Plenary Summons                                                                             19th February, 2013

Statement of Claim                                                                                   3rd April, 2013

Affidavit of Verification                                                                           3rd April, 2013

Appearance                                                                                                 8th July, 2013

Notice for Particulars (by Defendants)                                                  7th August, 2013

Replies to Particulars                                                                         22nd October, 2013

Notice for Further and Better Particulars (Defendants)                   1st November, 2013

Replies to Particulars                                                                          16th January, 2014

Affidavit of Discovery of Donal Vaughan                                           19th March, 2014

Defence of the First and Second Named Defendants                              19th May, 2014

Letter seeking voluntary discovery from the DAA                                 28th May, 2014

Notice to Produce (Plaintiff)                                                                5th January, 2015

Notice for Particulars (arising from the Defence)                                  5th March, 2015

Plaintiff’s request for voluntary discovery                                             5th March, 2015

Replies to Particulars                                                                              17th April, 2015

Further Notice for Particulars                                                              24th August, 2015

Replies to Particulars                                                                        9th September, 2015

Request for Further and Better Particulars                                     11th September, 2015

Replies to Particulars.                                                                                          17th November, 2015

Third Party Discovery (from DAA) completed                                  25th October, 2016

Notice of Intention to Proceed                                                        21st November, 2017

Master’s Order Re-constituting the Proceedings                                  5th October, 2021

Notice of Intention to Proceed                                                            15th October, 2021

Notice of Motion (to dismiss for want of prosecution)                  23rd November, 2021

Replying Affidavit of Carl O’Mahony                                                   4th March, 2022

Motion first listed in Common Law Motions List                                 7th March, 2022

 

 

 

 

Applicable legal principles

 

18.              The principles governing the court’s inherent jurisdiction to strike out proceedings for want of prosecution are well settled and have been the subject of extensive discussion in the case law. The locus classicus in this area is Primor v. Stokes Kennedy Crowley [1996] 2 IR 459 (“Primor” or “Primor v. SKC”). As put by Costello J. in her recent judgment in Doyle v. Foley [2022] IECA 193 (“Doyle v. Foley”) (at para. 53), there are three limbs to the Primor test:

 

(1)        The defendant must establish that the delay on the part of the plaintiff in prosecuting the claim has been inordinate.

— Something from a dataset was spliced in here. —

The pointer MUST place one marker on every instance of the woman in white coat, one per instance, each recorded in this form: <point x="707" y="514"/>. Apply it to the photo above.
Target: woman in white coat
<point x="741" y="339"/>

(2)               If that is established, then he must establish that the delay has been inexcusable.

(3)               If it is established or agreed that the delay has been both inordinate and inexcusable “the court must exercise a judgment on whether, in its discretion, on the facts, the balance of justice is in favour of or against the proceeding of the case”. (Primor p. 475, para. (c))

 

19.              As has been repeatedly emphasised in the authorities (see, for example, Doyle v. Foley, at para. 54), the matters listed by Hamilton C.J. in Primor as matters which the court is entitled to take into account when considering where the balance of justice lies (such as delay on the part of the defendant, any acquiescence in the plaintiff’s delay and prejudice to the defendant) are not an exhaustive list or set of cumulative tests but, rather, operate as a guide to the court in determining where the balance of justice lies as between the parties in any given case. Each case will very much turn on its own facts.

 

20.              As is clear from the jurisprudence subsequent to Primor v. SKC, the constitutional and Convention requirements that litigation is determined within a reasonable time are also material factors when assessing the balance of justice. A factor which has loomed large in the jurisprudence is that of the question of any prejudice to the defendant stemming from periods of inexcusable delay and I will address that issue when dealing with the balance of justice below.

 

 

 

 

Delay Inordinate and, if so, inexcusable?

 

21.              In my view, the delay in the prosecution of these proceedings particularly in the period between the notice of intention to proceed of November 2017 and the second notice of intention to proceed of October 2021, a period of some four years, is inordinate. Accordingly, it is necessary to turn to the question of whether that delay is excusable.

 

22.              The plaintiff has not properly explained the delay of over five years between October 2007 (the date of the severance) and November 2012 (when the late Mr. Vaughan first issued a plenary summons in respect of the professional negligence allegations). The plaintiff’s solicitor says that the late Mr. Vaughan made a data access request to DAA on 30 April 2012 and received documents on foot of that request on 16 August 2012 which included a copy of his employment contract and that it was only, at that stage, that Mr. Vaughan fully understood the importance of clause 12 of his employment contract. However, no explanation is provided as to why it took over four and a half years after his departure from DAA to seek to raise any issue with DAA at all. The proceedings here were issued very close to the expiry of the limitation period and after a period of considerable pre-commencement delay.

 

23.              It is well established (see Millerick v. Minister for Finance [2016] IECA 206 at para. 21) that there is a particular onus on a plaintiff to prosecute his or her proceedings with expedition where the plaintiff has been guilty of pre-commencement delay. In my view, that onus was not discharged in this case in particular in the four year period between October 2017 and October 2021, for the reasons set out below.

 

24.              The pleadings closed (with replies to further and better particulars) in November 2015. It is accepted that third party discovery (obtained from DAA) was completed at the end of October 2016. As explained by the plaintiff’s solicitors in a detailed letter issued to the defendants on 1 December 2021 (in response to a letter from a number of weeks prior to then threatening a strike out motion, following receipt of the notice of intention to proceed dated 15 October 2021) that time was productively spent by the plaintiff from October 2016 to September 2017, in which there were consultations between solicitor and counsel and follow up with various treating doctors to obtain medical notes and records; and consultations between the late Mr. Vaughan and his solicitor with treating doctors, all of which led to the plaintiff’s Senior Counsel sending a certificate of readiness to the plaintiff’s solicitor on 17 October 2017. I am satisfied there was no inexcusable delay in the prosecution of the proceedings up to that point.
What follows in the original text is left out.